Although this is a multi-step, multi-concept analysis, the basic purpose of this process is to take the understanding of the subculture and, using all of the available tools, examine the ways in which the culture supports (and detracts from) the company’s stated ethics. For example, in the case of understanding that teamwork is vital to the company’s organizational culture, it would be important to look at where that fit in to the company’s ethics. If the company’s stated beliefs are that individual work should be rewarded, the company will then have to find some way to reconcile the concepts of individuality and teamwork within the existing culture and subculture of the company.

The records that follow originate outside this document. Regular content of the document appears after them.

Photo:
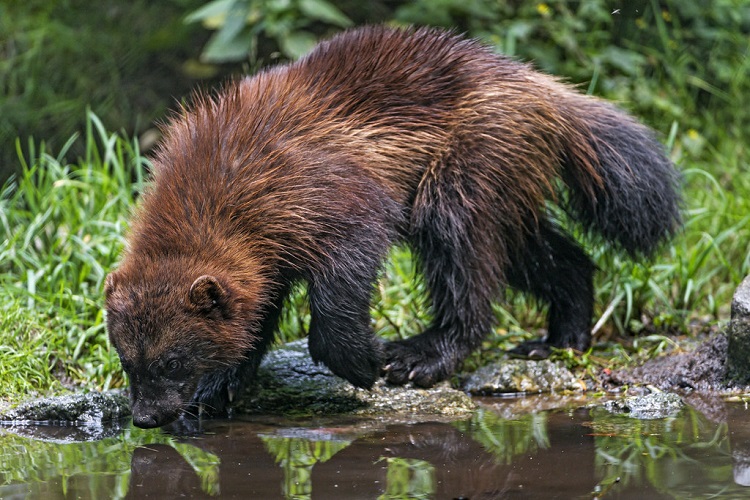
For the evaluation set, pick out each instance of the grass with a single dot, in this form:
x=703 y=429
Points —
x=62 y=228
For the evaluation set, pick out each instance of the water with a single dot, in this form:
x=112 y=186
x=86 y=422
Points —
x=501 y=452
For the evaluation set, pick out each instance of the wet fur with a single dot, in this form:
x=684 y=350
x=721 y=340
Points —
x=312 y=171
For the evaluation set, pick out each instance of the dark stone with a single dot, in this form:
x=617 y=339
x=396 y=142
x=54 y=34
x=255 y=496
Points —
x=738 y=354
x=702 y=369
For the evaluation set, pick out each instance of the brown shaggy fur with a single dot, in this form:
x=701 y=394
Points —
x=312 y=171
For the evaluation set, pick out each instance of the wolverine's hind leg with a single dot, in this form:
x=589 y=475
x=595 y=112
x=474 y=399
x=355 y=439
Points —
x=556 y=270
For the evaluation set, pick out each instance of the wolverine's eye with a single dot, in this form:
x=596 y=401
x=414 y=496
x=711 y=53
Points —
x=174 y=365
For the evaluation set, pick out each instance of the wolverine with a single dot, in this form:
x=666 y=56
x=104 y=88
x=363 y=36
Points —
x=310 y=172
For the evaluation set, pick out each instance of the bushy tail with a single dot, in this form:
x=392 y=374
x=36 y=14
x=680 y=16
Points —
x=637 y=201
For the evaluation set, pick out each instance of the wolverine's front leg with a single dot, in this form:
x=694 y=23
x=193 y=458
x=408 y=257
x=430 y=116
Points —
x=341 y=335
x=217 y=390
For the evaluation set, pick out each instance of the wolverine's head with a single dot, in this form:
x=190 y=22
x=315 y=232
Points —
x=170 y=327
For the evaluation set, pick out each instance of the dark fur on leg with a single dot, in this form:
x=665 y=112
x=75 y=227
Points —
x=217 y=390
x=340 y=333
x=555 y=269
x=459 y=264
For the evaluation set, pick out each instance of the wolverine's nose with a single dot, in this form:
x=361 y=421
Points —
x=145 y=421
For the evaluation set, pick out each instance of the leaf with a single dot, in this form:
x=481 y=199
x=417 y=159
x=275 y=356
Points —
x=213 y=14
x=324 y=11
x=297 y=44
x=219 y=49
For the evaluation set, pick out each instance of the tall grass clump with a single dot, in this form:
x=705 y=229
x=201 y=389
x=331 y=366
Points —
x=61 y=229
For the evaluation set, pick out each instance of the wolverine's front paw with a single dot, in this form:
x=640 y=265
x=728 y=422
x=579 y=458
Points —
x=410 y=361
x=217 y=391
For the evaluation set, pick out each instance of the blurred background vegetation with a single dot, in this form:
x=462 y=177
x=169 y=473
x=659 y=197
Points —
x=73 y=71
x=666 y=60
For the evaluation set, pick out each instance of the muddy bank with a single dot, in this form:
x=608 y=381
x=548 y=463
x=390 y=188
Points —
x=289 y=383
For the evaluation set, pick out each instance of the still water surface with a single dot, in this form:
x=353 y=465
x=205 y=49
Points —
x=578 y=452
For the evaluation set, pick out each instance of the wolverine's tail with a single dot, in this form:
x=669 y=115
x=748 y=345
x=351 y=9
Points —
x=636 y=201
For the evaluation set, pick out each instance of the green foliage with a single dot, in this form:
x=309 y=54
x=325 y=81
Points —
x=125 y=60
x=240 y=23
x=667 y=60
x=61 y=229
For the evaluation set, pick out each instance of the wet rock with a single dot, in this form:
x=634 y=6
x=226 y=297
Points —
x=647 y=407
x=92 y=408
x=522 y=376
x=702 y=369
x=738 y=354
x=290 y=383
x=75 y=417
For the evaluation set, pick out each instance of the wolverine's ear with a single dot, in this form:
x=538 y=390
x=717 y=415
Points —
x=110 y=284
x=206 y=293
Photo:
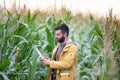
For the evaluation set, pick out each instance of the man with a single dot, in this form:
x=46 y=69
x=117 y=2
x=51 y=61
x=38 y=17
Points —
x=63 y=61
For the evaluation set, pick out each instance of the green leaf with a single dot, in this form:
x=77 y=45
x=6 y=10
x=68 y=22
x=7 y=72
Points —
x=4 y=76
x=4 y=64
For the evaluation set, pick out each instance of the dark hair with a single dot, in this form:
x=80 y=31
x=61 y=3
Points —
x=63 y=27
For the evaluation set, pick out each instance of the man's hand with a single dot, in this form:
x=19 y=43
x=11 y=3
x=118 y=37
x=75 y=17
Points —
x=46 y=62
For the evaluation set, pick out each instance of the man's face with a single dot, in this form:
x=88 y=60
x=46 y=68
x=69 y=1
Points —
x=60 y=36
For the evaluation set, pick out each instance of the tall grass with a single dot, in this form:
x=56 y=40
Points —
x=22 y=31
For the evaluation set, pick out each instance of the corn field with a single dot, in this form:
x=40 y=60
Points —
x=21 y=32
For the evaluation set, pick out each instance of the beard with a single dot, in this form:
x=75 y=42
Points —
x=61 y=39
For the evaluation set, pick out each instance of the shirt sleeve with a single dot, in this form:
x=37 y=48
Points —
x=68 y=61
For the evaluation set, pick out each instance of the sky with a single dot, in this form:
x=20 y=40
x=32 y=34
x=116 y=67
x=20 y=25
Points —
x=98 y=7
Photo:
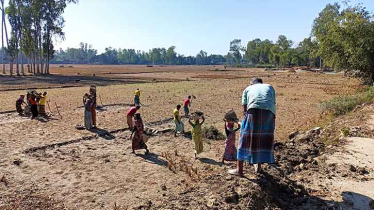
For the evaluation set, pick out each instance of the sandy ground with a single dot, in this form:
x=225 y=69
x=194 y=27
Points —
x=95 y=169
x=359 y=153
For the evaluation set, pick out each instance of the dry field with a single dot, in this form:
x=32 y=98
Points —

Process of group and team formation
Complete analysis of the company requires finally a look at the process of group and team formation within the company. This category results in the development of the four other concepts of leadership and culture that are of importance to the company’s analysis: work teams effectiveness, cooperation among teams, teams in action and team building efforts. Each of these concepts relates to a different aspect of the development of the team within the company but they are all interlinked in the process of company analysis. In essence, the core function of all of these concepts is to generate greater understanding of the company’s ability to make use of teams within the existing organizational culture with the purpose of increasing the positive relationship between the existing culture and the company’s stated ethics.
Analysis of a company can greatly improve efficiency in the workplace. There are nine key concepts as defined above which must be examined in order for this analysis to be complete. Broken down in to three categories, they provide the company with a simple process of self-analysis in which the organizational culture can be examined and steps can be taken through group development in order to further effect the companies goals. Going through this process will give you a better understanding of how your business is organized and how to work within that organization to improve the company.